Openness to understanding the rougher kinds of play benefits everyone, but probably most of all, the children. Have you ever sat in a long meeting and felt as though your body was craving movement? I get jittery, nervous, and I stop listening, which means I’m no longer absorbing any information— at least until a break where I can walk around and stretch. Kids’ brains and bodies work like that too. When they start to feel jittery, their brains have a hard time focusing.

This is why recess and free play are so important in school. Not all kids will show interest in wrestling or jumping in the mud or even basketball. But all kids absolutely need full-body, high impact play of some sort. I believe that should be embraced for a few reasons.

7 Reasons I Love Rough Play:

1. Kids who play rough are seeking the play experiences their bodies’ need.

Kids are drawn to the type of play their brains need to grow and develop— and what each child needs to play is unique to each child.

2. Children are often more calm and focused after engaging in rough play.

Their bodies feel a sense of relief much like adults do after a cathartic cry or good workout.

3. When children engage in rough play with other children, they are developing social and emotional knowledge in real time.

They have to adjust their speed and the degree to which they push and pull with the other child. To do that, kids must read each other’s cues and listen to each other.

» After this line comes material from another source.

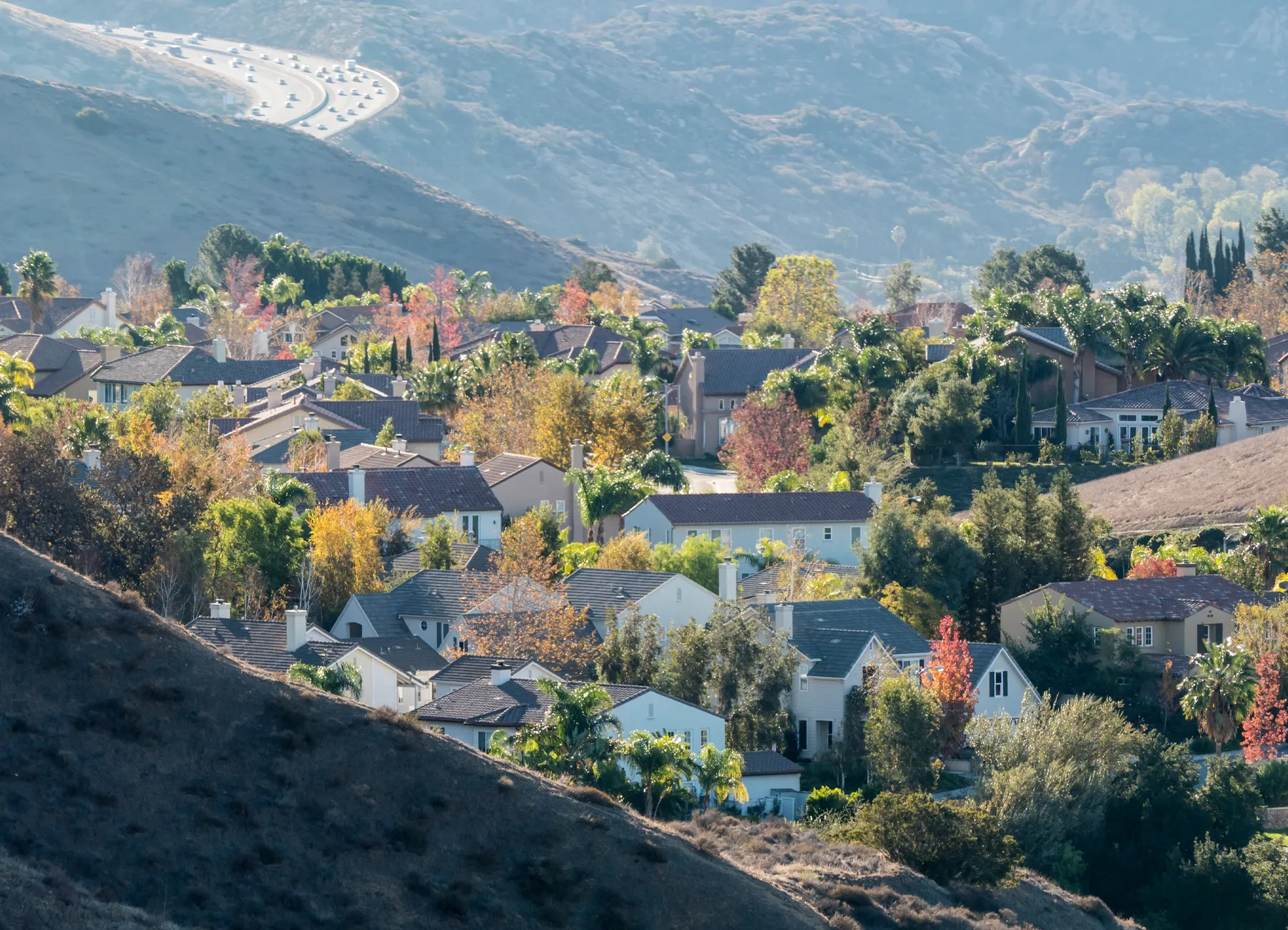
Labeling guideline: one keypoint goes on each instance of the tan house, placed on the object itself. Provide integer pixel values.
(1159, 616)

4. Every child’s interest in and tolerance for rough play is different. This teaches children the importance of consent.

All kids involved must agree on the rules for the rough play. All kids involved must agree to say “stop” when they start to feel overwhelmed or uncomfortable, and the others playing must stop immediately when that is said. This teaches kids how to express consent and how to listen for whether others are feeling safe with the game.

5. Rough play is valuable for all children, not just boys.

6. Children can learn to safely play rough.

Society has become overly cautious about unstructured and child-led play. It seems counterintuitive, but I’ve noticed both with students and my own sons that kids are often much more in control of their actions after some good rough wrestling. That’s why I was thrilled when Ryan called about the wrestling happening at our preschool. Rough and safe are not opposites. Kids need a balance in order to reap the benefits of rough play. Let’s take wrestling as an example.

Here’s how we keep kids safe when wrestling at my son’s preschool:

1. Set some limits.

We define a space with fold-out, gymnastics mats and insist that while wrestling only two kids without shoes on can wrestle at a time.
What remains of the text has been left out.